Linger at the table.
Dinner prepared, growing twins wiggling in their chairs, inhaling their meal before we can even take a seat. Kezia babbling in her high chair and waving her chubby-creased wrist with a spoon in hand. Avocado smashed on the floors, sticky fingers and dirty faces… it’s a messy, chaotic family dinner.
Usually as we are at the dinner table I get up about 10 times to fulfill 100 little requests, from more water to another napkin… as I finally shovel a few bites in my mouth, my mind is already thinking of bedtime routines.

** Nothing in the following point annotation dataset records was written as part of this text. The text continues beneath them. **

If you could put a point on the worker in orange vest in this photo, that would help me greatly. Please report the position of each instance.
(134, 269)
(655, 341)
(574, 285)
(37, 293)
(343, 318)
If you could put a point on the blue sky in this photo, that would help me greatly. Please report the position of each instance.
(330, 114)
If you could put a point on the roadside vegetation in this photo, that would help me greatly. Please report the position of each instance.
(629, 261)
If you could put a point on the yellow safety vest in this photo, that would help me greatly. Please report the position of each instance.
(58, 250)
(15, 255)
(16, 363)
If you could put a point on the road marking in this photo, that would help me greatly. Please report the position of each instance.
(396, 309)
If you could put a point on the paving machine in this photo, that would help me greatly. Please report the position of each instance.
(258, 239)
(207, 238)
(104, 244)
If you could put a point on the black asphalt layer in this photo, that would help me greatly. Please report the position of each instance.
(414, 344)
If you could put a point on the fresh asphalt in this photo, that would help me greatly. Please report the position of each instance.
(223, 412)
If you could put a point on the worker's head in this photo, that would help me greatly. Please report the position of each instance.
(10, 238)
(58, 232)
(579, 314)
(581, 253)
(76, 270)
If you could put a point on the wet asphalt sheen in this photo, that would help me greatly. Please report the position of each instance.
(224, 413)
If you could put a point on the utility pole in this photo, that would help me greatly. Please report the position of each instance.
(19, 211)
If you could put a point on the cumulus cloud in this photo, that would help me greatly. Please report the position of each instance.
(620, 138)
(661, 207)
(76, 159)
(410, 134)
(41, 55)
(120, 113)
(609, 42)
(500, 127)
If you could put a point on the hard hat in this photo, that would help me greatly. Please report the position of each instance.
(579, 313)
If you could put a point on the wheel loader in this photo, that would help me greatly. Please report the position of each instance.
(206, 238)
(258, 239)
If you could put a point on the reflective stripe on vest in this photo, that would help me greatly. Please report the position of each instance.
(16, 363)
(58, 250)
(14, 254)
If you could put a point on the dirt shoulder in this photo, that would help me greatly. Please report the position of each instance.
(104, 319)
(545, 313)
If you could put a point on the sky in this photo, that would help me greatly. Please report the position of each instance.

The list swirls around my mind… knowing the marathon day is closing in and a fresh quiet minute is almost around the corner. As I take the last bite I am already in clean-up mode, instructing chairs be pushed in and dishes taken to the sink so then we can move onto my list… Load dishwasher, pick up toys, feed Kezia, getting a bath drawn and little teeth scrubbed.
My perfect little fast-paced dinner routine interrupted by one word from the Spirit.
Tenderly he prodded my heart with this one word,
Linger at the table.
I sat and thought, what would it look like a few times a week to simply linger.
Gatherings around the table will have room and space for more than just devouring a meal. I am in it for creating memories, stirring hearts with encouragement, savoring moments with my 3 little miracle daughters.
I am opening my dinner table for interruptions to my get-it-done-mom-schedule.
Here’s to letting the avocado stay smashed under the high chair and rice scattered under chairs.
Dirty dishes stay planted on the table for a little longer so we can simply,
Linger enough for celebrations to sing out and belly laughs to ensue.
Linger, where the heart to fit a schedule lets go, to make room for the Spirit
Linger together over hot chocolate, extra gooey brownies and spontaneous game of gold fish.
Savor stories over sparkling apple cider in fancy cups, just because its Sunday.
I want sacred moments with my family, lingering over food and messes and bouncy little girls who jump into laps and lean in for kisses.
I am here to linger a little longer and in the messy chaos birth life-giving moments.